Maya menatapku lama, lalu berkata pelan, “Kalau kamu tumbang, Ning, semua yang kamu banggakan itu justru yang akan paling hancur duluan.”

Kata-katanya menyentuh sesuatu yang selama ini kusembunyikan di bawah tumpukan kesibukan. Tapi aku menggesernya ke sudut pikiran; masih banyak yang harus kukerjakan sore itu. Satu peringatan lagi yang kupaksa membisu.

.

Hari ketika tubuhku menyerah datang tanpa peringatan yang jelas, meski sebenarnya tanda-tandanya sudah lama terpampang.

Pagi itu, aku sedang mempresentasikan konsep kampanye untuk properti mewah di bilangan BSD. Ruangan rapat di lantai sepuluh itu dingin, dinding kacanya menampilkan lanskap kota satelit dengan perumahan rapi dan deretan pohon palem. Di ujung meja, Rengga duduk di samping pakaiannya yang terlalu rapi untuk orang kreatif; dia tersenyum seperti biasa, sedikit miring, seolah sudah menyiapkan kalimat-kalimat cerdas untuk memikat dewan direksi.
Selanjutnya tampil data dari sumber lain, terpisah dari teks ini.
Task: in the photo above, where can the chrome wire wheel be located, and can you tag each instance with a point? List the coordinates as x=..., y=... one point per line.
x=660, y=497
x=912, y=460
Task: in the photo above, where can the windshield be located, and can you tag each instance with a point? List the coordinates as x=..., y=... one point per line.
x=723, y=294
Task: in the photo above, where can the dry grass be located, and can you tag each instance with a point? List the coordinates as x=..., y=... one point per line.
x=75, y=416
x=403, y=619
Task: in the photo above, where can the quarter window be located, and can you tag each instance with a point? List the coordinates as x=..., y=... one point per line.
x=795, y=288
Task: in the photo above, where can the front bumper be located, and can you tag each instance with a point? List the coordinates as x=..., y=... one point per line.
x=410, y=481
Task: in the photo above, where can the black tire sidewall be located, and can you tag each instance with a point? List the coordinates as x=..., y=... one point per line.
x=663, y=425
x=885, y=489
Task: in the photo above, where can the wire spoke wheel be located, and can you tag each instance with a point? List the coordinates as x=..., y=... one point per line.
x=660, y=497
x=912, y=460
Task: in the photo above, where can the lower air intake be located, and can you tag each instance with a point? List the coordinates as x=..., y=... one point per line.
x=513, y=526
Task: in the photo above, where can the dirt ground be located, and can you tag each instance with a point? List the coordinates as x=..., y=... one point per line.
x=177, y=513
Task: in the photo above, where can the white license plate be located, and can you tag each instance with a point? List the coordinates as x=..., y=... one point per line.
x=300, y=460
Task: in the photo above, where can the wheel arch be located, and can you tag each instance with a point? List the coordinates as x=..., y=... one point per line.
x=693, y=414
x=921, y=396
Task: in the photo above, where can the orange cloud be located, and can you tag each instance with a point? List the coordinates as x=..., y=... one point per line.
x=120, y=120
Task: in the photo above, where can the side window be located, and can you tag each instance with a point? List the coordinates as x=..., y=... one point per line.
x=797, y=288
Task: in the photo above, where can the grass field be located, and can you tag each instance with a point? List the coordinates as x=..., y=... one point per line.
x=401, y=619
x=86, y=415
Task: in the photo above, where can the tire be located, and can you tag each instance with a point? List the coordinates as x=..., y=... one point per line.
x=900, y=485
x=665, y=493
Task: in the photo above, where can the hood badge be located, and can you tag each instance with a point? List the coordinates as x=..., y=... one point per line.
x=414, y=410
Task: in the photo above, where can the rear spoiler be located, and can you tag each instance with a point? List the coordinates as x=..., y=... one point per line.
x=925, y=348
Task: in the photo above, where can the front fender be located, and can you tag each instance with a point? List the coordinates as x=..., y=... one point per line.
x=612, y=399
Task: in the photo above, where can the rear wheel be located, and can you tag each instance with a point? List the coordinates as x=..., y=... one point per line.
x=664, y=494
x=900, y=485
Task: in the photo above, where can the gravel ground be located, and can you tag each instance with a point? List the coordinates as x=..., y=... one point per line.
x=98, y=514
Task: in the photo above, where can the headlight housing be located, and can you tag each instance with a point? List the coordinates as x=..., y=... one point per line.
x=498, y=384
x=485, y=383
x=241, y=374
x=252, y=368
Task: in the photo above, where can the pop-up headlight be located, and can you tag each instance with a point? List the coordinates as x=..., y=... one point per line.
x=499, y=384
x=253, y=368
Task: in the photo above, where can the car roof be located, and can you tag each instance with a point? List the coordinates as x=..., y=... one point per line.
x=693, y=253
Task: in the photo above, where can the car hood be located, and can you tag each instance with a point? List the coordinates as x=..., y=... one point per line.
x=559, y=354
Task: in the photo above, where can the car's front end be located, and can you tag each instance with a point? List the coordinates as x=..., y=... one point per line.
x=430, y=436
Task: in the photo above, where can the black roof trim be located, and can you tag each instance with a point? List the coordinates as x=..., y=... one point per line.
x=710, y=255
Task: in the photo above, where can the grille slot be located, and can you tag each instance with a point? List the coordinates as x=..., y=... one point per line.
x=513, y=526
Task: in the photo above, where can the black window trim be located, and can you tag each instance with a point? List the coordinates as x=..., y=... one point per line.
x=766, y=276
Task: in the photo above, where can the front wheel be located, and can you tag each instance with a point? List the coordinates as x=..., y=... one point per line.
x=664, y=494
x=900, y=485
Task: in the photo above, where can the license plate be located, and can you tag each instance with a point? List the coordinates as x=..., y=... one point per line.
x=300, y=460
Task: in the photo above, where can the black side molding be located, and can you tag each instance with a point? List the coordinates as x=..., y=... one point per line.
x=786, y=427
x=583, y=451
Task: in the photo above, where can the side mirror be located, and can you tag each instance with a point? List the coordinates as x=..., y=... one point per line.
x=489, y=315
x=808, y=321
Slide demi slide kulalui dengan gaya storytelling yang sudah ratusan kali kulatih. Tentang keluarga muda yang butuh rumah dekat sekolah internasional, tentang profesional muda yang mencari home office nyaman, tentang investor yang melihat properti bukan lagi bangunan, melainkan portofolio hidup.

Suatu saat, gambar di layar berubah menjadi tampak buram.
Huruf-huruf besar “Live Above the Noise” tampak bergetar, lalu perlahan memanjang seperti karet yang ditarik terlalu jauh.

Suara seseorang bertanya, “Lalu, apa strategi digitalnya, Mbak Adaning?”
Tapi aku hanya mendengar dengung pelan. Keringat dingin merembes di punggung. Dadaku sesak; dunia menyempit di batas meja rapat.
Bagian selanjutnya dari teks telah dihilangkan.